19 mars 2006

Du meurtre d’Ilan Halimi à celui de Chaïb Zehaf : le racisme dans sa continuité

Présentation :
nous reproduisons cet article d'Yves Coleman, un des rédacteurs de la revue Ni Patrie Ni Frontière, démontrant par l'absurde où peut mener la distinction opérée par certains dans la prise en compte des crimes racistes suivant l'appartenance communautaire de la victime.
Le racisme divise la clase ouvrière : donc, ceux qui veulent unifier la classe ouvrière contre les patrons et leur Etat, doivent combattre tous les actes racistes, quelqu'en soient les auteurs ou les victimes.

La rédaction.

Le communiqué de la LCR à propos de l’assassinat d’Ilan Halimi exprime son empathie pour la famille d’Ilan et c’est très bien. La LCR a peur des récupérations médiatiques ou politiciennes de tout bord, elle a raison. Mais qu’est-ce qui les empêchait, elle, le MRAP, les Indigènes de la République et tous les multiculturalistes pointilleux en matière de définition de l’antisémitisme, d’appeler à un autre rassemblement pour exprimer leur point de vue tout en affirmant leur solidarité avec les Juifs et les juifs qui se sentent directement visés (à tort ou à raison, on peut en discuter) ?
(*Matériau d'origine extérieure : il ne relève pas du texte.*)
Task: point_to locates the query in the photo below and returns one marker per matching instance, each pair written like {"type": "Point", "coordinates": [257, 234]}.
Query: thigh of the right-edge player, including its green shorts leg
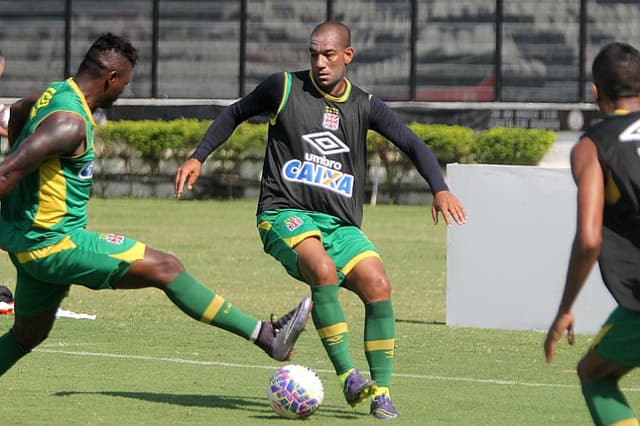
{"type": "Point", "coordinates": [616, 348]}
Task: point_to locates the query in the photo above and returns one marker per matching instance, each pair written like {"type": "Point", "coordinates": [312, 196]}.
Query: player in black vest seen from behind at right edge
{"type": "Point", "coordinates": [605, 164]}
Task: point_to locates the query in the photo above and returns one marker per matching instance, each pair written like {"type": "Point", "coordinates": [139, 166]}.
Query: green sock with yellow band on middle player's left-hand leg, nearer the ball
{"type": "Point", "coordinates": [330, 322]}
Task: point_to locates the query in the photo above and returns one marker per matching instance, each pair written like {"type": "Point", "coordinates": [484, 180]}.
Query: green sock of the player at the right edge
{"type": "Point", "coordinates": [606, 403]}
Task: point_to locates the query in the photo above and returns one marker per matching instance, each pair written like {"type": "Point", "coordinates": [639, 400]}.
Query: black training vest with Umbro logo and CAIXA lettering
{"type": "Point", "coordinates": [316, 153]}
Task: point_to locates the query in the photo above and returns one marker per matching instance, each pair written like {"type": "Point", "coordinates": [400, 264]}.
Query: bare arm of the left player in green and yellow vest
{"type": "Point", "coordinates": [59, 134]}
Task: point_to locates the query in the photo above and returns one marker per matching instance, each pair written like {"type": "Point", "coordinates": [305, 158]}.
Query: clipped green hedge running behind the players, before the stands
{"type": "Point", "coordinates": [176, 139]}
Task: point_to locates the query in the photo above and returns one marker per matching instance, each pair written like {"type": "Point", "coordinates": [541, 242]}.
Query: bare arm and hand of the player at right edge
{"type": "Point", "coordinates": [589, 178]}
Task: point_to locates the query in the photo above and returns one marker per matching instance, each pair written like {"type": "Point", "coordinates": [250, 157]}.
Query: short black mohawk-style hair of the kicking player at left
{"type": "Point", "coordinates": [106, 45]}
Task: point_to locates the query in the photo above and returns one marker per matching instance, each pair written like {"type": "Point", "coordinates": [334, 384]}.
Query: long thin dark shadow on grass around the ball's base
{"type": "Point", "coordinates": [259, 405]}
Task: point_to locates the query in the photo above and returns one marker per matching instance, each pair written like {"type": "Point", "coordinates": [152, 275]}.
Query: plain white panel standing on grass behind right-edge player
{"type": "Point", "coordinates": [506, 265]}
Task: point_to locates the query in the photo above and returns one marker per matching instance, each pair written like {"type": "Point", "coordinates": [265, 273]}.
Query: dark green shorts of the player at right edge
{"type": "Point", "coordinates": [619, 339]}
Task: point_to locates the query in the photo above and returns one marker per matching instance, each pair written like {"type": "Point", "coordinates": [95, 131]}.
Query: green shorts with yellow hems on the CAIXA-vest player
{"type": "Point", "coordinates": [281, 230]}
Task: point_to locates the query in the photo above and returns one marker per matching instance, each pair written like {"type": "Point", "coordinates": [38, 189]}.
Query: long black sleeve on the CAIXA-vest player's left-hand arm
{"type": "Point", "coordinates": [265, 98]}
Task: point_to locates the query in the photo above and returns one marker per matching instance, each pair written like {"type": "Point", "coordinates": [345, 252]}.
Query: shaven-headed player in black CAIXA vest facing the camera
{"type": "Point", "coordinates": [312, 194]}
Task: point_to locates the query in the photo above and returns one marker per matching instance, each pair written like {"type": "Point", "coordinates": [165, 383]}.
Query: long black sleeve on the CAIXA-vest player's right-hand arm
{"type": "Point", "coordinates": [385, 122]}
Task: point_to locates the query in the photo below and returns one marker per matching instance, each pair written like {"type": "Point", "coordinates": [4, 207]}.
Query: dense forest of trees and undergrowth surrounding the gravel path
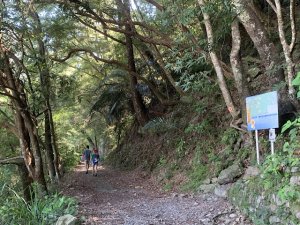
{"type": "Point", "coordinates": [158, 85]}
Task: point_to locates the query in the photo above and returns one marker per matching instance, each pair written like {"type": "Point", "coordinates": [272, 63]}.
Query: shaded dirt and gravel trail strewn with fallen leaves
{"type": "Point", "coordinates": [118, 197]}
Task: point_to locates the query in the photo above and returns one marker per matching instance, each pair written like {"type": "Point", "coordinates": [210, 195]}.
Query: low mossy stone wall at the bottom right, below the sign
{"type": "Point", "coordinates": [263, 206]}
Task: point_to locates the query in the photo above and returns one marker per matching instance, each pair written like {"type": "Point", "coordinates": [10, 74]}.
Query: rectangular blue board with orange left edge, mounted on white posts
{"type": "Point", "coordinates": [262, 111]}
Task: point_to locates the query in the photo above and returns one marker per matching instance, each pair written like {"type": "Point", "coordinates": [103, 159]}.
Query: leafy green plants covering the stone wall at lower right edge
{"type": "Point", "coordinates": [274, 191]}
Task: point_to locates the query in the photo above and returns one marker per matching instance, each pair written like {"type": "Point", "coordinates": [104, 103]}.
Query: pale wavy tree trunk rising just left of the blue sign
{"type": "Point", "coordinates": [237, 68]}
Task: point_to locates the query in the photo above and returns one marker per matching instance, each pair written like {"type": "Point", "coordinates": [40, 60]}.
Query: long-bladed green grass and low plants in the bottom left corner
{"type": "Point", "coordinates": [39, 211]}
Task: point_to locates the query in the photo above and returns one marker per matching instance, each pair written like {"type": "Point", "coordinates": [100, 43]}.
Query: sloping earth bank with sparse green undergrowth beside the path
{"type": "Point", "coordinates": [192, 139]}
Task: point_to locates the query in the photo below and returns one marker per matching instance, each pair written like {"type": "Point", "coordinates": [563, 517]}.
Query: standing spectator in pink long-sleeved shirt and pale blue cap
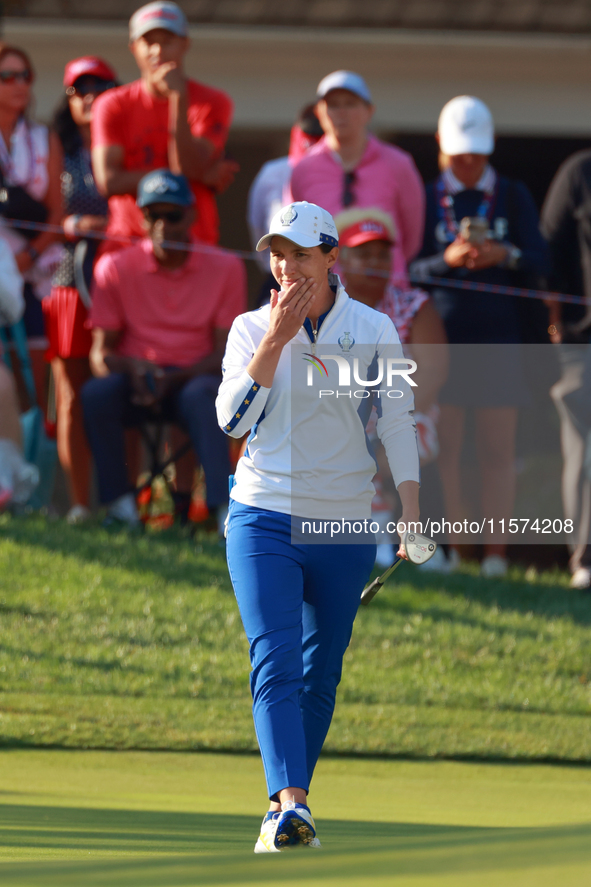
{"type": "Point", "coordinates": [349, 167]}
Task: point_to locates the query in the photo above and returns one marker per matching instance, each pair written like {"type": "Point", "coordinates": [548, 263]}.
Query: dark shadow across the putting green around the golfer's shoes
{"type": "Point", "coordinates": [200, 848]}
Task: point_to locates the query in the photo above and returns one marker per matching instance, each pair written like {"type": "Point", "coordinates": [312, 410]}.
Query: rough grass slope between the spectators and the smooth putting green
{"type": "Point", "coordinates": [111, 641]}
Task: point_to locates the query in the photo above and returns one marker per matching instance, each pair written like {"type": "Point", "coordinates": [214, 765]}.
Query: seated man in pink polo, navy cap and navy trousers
{"type": "Point", "coordinates": [160, 318]}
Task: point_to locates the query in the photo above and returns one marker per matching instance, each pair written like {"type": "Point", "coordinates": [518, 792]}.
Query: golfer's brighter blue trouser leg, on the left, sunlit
{"type": "Point", "coordinates": [267, 576]}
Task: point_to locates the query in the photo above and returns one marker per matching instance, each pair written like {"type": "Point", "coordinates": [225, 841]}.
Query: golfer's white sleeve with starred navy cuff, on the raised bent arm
{"type": "Point", "coordinates": [241, 400]}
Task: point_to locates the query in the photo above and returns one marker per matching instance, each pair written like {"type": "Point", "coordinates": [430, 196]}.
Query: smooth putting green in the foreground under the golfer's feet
{"type": "Point", "coordinates": [107, 819]}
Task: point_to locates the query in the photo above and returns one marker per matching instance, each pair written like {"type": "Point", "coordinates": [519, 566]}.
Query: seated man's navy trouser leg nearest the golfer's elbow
{"type": "Point", "coordinates": [195, 406]}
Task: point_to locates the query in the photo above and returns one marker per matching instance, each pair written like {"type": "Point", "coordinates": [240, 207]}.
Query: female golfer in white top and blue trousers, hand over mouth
{"type": "Point", "coordinates": [306, 470]}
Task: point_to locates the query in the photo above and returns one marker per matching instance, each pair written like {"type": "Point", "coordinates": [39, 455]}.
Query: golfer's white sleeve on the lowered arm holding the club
{"type": "Point", "coordinates": [396, 424]}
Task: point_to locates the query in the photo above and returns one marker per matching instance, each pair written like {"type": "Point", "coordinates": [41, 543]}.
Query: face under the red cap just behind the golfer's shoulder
{"type": "Point", "coordinates": [367, 268]}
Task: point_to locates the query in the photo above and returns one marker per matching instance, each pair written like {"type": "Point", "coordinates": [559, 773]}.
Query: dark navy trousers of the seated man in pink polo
{"type": "Point", "coordinates": [108, 410]}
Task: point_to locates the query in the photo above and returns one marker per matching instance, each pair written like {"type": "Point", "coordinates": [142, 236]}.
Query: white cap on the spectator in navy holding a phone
{"type": "Point", "coordinates": [466, 127]}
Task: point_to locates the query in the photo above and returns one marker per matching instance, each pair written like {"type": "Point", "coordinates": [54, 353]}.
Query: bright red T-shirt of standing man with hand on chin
{"type": "Point", "coordinates": [129, 116]}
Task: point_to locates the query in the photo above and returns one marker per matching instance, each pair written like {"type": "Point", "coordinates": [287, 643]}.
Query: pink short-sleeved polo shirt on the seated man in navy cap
{"type": "Point", "coordinates": [167, 316]}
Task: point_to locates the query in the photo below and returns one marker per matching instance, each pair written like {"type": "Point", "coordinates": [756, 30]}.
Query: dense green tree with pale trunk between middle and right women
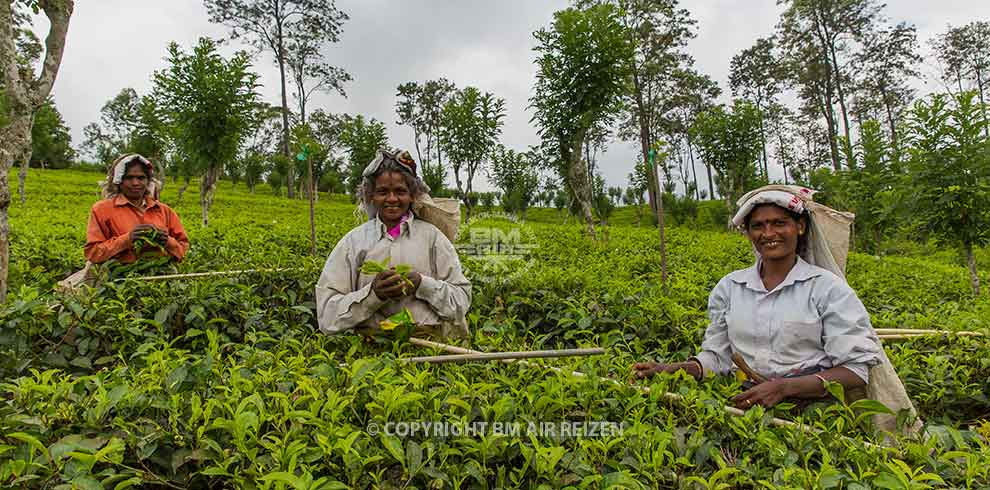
{"type": "Point", "coordinates": [583, 66]}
La LCR, le MRAP, etc. attendent les résultats de l’enquête de police ? OK. Et si l’on découvre que ce crime a une dimension "antisémite" qui colle pile aux critères de définition de l’antisémitisme homologués par la LCR, le MRAP, etc., que feront nos multiculturalistes à deux vitesses, à ce moment-là ? Une autocritique ? Dans quatre ans ?

Il y a dix jours, Mouloud Aounit s’est rendu auprès de la famille d’un Algérien (Chaïb Zehaf) assassiné à la sortie d’un café à Oullins, dans le Rhône, par un consommateur ivre qui a aussi blessé le cousin de M. Zehaf. Cousin qui est resté menotté et n’a été emmené à l’hôpital qu’au bout d’une heure d’interrogatoire. Mouloud Aounit n’a pas eu besoin d’une longue « enquête policière » et n’a pas attendu les conclusions du procès du meurtrier pour se déplacer et se poser publiquement (et avec raison pour une fois) des questions sur :
1) un meurtre raciste (anti-arabe)
2) le comportement raciste des policiers qui d’ailleurs quinze jours après les faits n’ont toujours pas commencer à chercher des témoins et laissent la famille du mort mener l’enquête.

Quelle est la différence avec le meurtre d'Ilan Halimi ? Absolument aucune. Dans un cas, un Juif français (ou un Français juif, comme l’on voudra) a été assassiné, dans l’autre un Algérien. Chacun a été choisi pour cible en fonction de son appartenance supposée à une « communauté » imaginaire détestée par leurs meurtriers. (Je rappelle qu’il y avait bien d’autres consommateurs dans le café d’Oullins et que l’assassin a sciemment choisi les deux Algériens.)

Mais si l’on veut appliquer la méthode de prudence de la LCR et du MRAP au second crime, on pourrait tout aussi bien affirmer que c’est "par hasard", "sous le coup de l’alcool", "dans un moment d’égarement", etc. que le meurtrier a tiré. Gageons que son avocat tiendra certainement ce discours.

Quant au comportement des policiers qui ont arrêté et menotté un témoin blessé (le cousin du mort) et ne se sont pas enquis de sa blessure, la méthode prudente de la LCR et du MRAP nous dira sans doute que les policiers n’avaient pas mis leurs lunettes, que la pièce était plongée dans l’obscurité, que le cousin était "très agité", etc. Heureusement, la police française est là, elle enquête, et la justice tricolore décidera, en toute indépendance, de ce qu’est le racisme et l’antisémitisme, car, sans leurs doctes avis, nous ne savons plus réfléchir.

Après l’enquête et le procès, dans quelques années sans doute vu la rapidité de la procédure, la LCR et le MRAP pourront prendre position en toute sérénité et deviser doctement sur le degré de racisme ou d’antisémitisme dans une affaire et dans l’autre. Entre-temps, d’autres agressions ou meurtres racistes ou antisémites se produiront, rabaissés au rang de simples faits divers (sujets à une récupération indigne pour nos multiculturalistes) ou élevés au rang d’événements politiques importants (non récupérables selon les critères scientifiques du MRAP et de la LCR), au gré de calculs totalement incompréhensibles au commun des mortels.

Triste époque que la nôtre, où l’on voit la LCR et bien d’autres braves antiracistes de gauche ou d’extrême gauche attendre le résultat des enquêtes de police et des procédures judiciaires pour prendre une position politique claire sur une question aussi élémentaire qu’un acte antisémite.